Ну, и здесь можно еще упомянуть такой образ — библейский образ, о котором, наверное, многие слушатели знают, кто читал Библию, это образ Книги Жизни. И вот именно Книга Жизни, вот ее образ — он лег в основу таких средневековых жанров средневековой книжности, как, например, синодики и летописи отчасти.

Ну, если говорить о книгописании раннего Нового времени, ну, и в целом Нового времени, то книгописное искусство уже после церковной реформы Патриарха Никона начинает развиваться преимущественно в старообрядческой среде, хотя, конечно, не только. Вообще, весь XVII век — это такое, ну, что ли параллельное развитие. Например, масса замечательных памятников была создана в Книгописной мастерской Посольского приказа. Это уже упоминаемый Царский титулярник с портретами русских государей, с портретами иностранных государей, с портретами патриархов. Это также ряд других замечательных очень таких рукописей, которые были там созданы, парадных книг. Например, Сочинения Симеона Полоцкого также переписывались и украшались. Это такой известный царедворец, придворный поэт, воспитатель Петра Алексеевича Романова.

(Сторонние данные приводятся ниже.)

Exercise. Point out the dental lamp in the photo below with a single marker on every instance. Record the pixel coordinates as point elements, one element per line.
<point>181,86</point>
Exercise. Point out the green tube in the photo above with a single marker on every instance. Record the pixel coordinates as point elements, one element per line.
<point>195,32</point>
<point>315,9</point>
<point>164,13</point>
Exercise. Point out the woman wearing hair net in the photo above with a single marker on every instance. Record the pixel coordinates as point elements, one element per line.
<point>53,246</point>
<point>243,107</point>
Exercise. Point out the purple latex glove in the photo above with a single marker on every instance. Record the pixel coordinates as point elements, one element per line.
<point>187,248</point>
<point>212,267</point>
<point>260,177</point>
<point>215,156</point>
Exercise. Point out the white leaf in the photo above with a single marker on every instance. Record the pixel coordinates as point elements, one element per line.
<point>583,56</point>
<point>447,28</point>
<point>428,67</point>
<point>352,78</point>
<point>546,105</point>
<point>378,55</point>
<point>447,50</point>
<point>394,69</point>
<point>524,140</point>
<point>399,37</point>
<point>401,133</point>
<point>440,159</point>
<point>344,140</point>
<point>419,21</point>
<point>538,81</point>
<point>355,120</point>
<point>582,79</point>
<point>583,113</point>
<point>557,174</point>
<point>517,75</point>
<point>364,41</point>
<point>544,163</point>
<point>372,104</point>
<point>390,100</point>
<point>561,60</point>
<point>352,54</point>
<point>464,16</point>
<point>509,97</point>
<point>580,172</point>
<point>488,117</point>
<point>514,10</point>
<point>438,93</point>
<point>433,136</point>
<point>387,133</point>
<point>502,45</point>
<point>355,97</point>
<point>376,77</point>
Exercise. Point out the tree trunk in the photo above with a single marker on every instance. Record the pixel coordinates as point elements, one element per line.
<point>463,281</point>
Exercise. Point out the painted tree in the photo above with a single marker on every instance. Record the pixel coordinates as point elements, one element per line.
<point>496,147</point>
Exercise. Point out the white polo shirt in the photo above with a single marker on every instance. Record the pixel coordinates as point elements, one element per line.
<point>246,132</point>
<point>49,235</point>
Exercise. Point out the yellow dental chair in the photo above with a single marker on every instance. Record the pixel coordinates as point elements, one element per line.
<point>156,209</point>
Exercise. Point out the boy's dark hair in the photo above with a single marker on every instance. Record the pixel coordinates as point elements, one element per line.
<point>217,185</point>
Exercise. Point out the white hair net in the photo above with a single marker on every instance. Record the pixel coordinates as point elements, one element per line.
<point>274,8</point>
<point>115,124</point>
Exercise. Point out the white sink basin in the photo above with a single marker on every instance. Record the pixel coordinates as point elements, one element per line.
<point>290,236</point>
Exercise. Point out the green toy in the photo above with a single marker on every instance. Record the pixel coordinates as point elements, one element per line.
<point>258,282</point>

Но в рамках вот Синодальной церкви, конечно, уже в XVIII веке книгописная культура постепенно угасает. Это связано отчасти и с таким техническим моментом, то есть, вот развитием таким уже массового книгопечатания. Это также связано и с Указом...

А. Пичугин

— ...уже становится дороже писать, чем печатать, а не наоборот?

А. Гудков

— Ну, отчасти да, отчасти так. Вот. Хотя тут вопрос, конечно, сложный, вот. Но отчасти это правда. Вот. Плюс, здесь еще повлиял Петровский указ о запрете переписки книг в монастырях, хотя, конечно, соблюдался он, как многие наши законы. Грубо говоря, смотрели часто на него сквозь пальцы, но, тем не менее, такое было.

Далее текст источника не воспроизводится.